In the wake of the war, the skilled businessman immediately saw the potential of Italian fashion, which was then almost unknown in the world. Everything took place in Paris, where the few non-French designers opened their ateliers (Cristobal Balenciaga, Elsa Schiaparelli, etc.). Giovanni Battista Giorgini took the initiative to organize the "First Italian High Fashion Show" at his private residence in Florence at Villa Torrigiani. The show was held on February 12, 1951, in the presence of six important American buyers, who, as he himself stated in various interviews, "went to Florence as a simple courtesy visit". These were: Gertrude Ziminsky of B. Altman and Company in New York, John Nixon of Morgan's in Montreal, Jessica Daves of American Vogue, Ethel Frankau and Julia Trissel of Bergdorf Goodman in New York, and Stella Hanania of I. Magnin in San Francisco. Giorgini had planned to present 18 models from 10 Italian fashion houses. The Italian couturiers who presented at the show were: Princess Giovanna Caracciolo of Atelier Carosa, Alberto Fabiani, Duchess Simonetta Colonna di Cesaro Visconti of Simonetta, Emilio Schuberth, Sorelle Fontana, Jole Veneziani, Vanna (the trade name used by the tailors Anna Carmeli and Manette Valente), Vita Noberasko, and Germana Marucelli. The prêt-à-porter designers were Emilio Pucci, Giorgio Avolio, Baroness Clarette Gallotti of La Tessitrice Dell'Isola, and Marquise Olga di Grésy of Mirsa. Giorgini's resourcefulness, the quality of the products, the buyers' reputation, and the support of some journalists like Irene Brin, who as Italian editor for Harper's Bazaar advertised the event overseas, decreed its success.

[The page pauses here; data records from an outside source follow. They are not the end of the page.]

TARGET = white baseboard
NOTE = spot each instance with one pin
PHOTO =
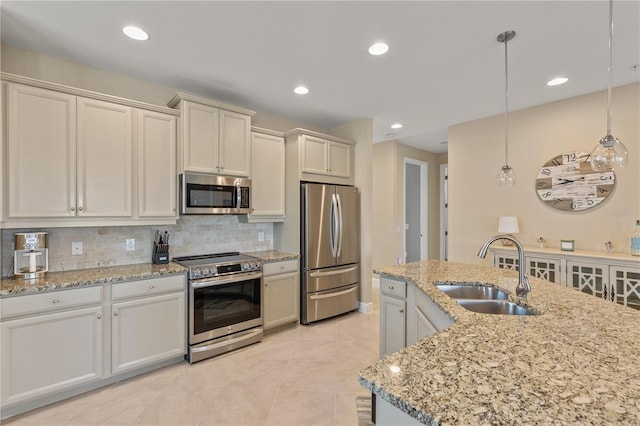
(365, 308)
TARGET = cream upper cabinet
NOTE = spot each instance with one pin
(41, 152)
(76, 158)
(213, 137)
(235, 144)
(339, 155)
(318, 157)
(105, 148)
(156, 164)
(267, 177)
(314, 155)
(326, 157)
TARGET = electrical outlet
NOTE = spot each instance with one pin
(131, 244)
(76, 248)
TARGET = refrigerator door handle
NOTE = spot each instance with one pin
(330, 295)
(339, 249)
(325, 274)
(333, 226)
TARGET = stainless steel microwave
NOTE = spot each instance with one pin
(211, 194)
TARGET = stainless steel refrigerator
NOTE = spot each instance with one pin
(330, 248)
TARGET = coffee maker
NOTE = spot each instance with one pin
(31, 256)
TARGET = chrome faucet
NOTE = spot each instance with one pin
(523, 287)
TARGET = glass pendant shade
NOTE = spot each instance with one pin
(506, 176)
(609, 154)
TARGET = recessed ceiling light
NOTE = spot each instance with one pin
(556, 81)
(378, 49)
(135, 33)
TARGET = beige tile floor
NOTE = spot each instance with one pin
(306, 375)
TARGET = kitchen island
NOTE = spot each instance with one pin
(574, 363)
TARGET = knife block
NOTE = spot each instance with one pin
(160, 253)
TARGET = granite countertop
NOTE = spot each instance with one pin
(97, 276)
(575, 363)
(86, 277)
(271, 256)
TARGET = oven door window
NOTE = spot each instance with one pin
(225, 304)
(212, 196)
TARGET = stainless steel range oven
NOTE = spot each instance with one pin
(225, 303)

It was an exceptional event, because from that moment on the world really started talking about Italian fashion. The second fashion show took place in July 1951 in the halls of the "Grand Hotel" in Florence.
Beginning in 1952, two seasons of fashion shows per year (one in January and the other in July) were organized in the historic parade of the Sala Bianca of Palazzo Pitti in Florence with the stylists Sartoria Antonelli, Roberto Capucci, Vincenzo Ferdinandi, the Atelier Carosa, Giovanelli Sciarra, Polinober, Germana Marucelli, the Sartoria Vanna, Jole Veneziani and sixteen companies presented sportswear and boutiques. A very young Oriana Fallaci, sent by the weekly Epoca, told the news. In 1954, the Florence Center for Italian fashion was born, which had Mario Vannini Paren as its first director.

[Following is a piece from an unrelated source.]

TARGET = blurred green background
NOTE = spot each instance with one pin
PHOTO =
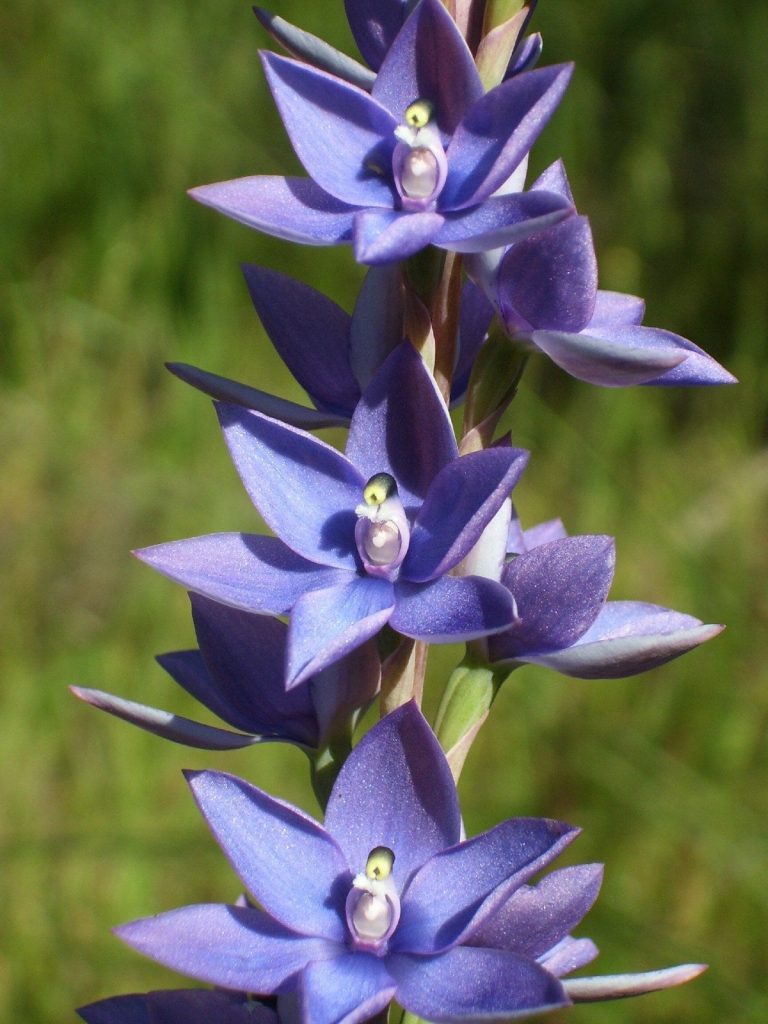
(109, 113)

In the 1960s, Giovanni Battista Giorgini succeeded in conquering the Japanese market, selling Italian creations to Isetan, one of the most important department stores in the country. His emphasis on prêt-à-porter led to the early success of Florentine fashion shows, but this became a source of conflict with the great Roman fashion houses that decided to create competing Haute Couture fashion shows directly in Rome in 1967.

==Death and legacy==
Giorgini died on January 2, 1971, in Florence, at Villa Torrigiani (The Torrigiani Garden), and was buried in the Cimitero degli Allori (cemetery) on Senese street.

His personal archive was filed in 2005 by his grandson Neri Fadigati at the Florence State Archives.